O’Brien closed his eyes. “He left while I was sleeping. Took all the eggshells but one. I just made it back to the last station. I followed his tracks for two, three hours. Had no water for much more. Lucky he left me the rifle.”
Grace Monckton began to cry. She walked away and went to her bed. She wanted to lie in the darkness. Think. Mike Bain now. One of them. Throwing his life away on a slim gamble of finding the outside. She could hear Grimmelmann talking with O’Brien and then the talking stopped and the old man went outside.
Now there were three of them.
They gorged themselves on the gemsbok that O’Brien had brought back with him, dried much of it and hung it in the larder at the back of the cave.
O’Brien went off each morning and came back in the late afternoon with lizards he found in the far canyons. Grace and Grimmelmann went together and searched the nearby cliffs and the old haunts they knew so well.

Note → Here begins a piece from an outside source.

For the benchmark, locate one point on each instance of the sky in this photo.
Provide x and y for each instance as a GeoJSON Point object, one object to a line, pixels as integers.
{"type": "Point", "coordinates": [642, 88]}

Another dawn. Another breakfast at the cave’s mouth after they had carried out the night fire and gathered their food before it. O’Brien had found nothing in the last two days. The meat was gone. They ate melons and honey and drank warm water. In the evening perhaps they would have lizards.
“I saw bees the other day,” O’Brien said.
“Where?” Grace asked.
“In the far canyon,” he said. “I’d like to find another big store of honey. It’s probably keeping us alive, more than the lizard meat and the other stuff.”
“I’ll go with you,” Grimmelmann said. “We’ll bring some comb and see if we can’t find the hive. When the sun is just right you can see them flying, follow them.”
“Good,” O’Brien said. “You coming, Grace?”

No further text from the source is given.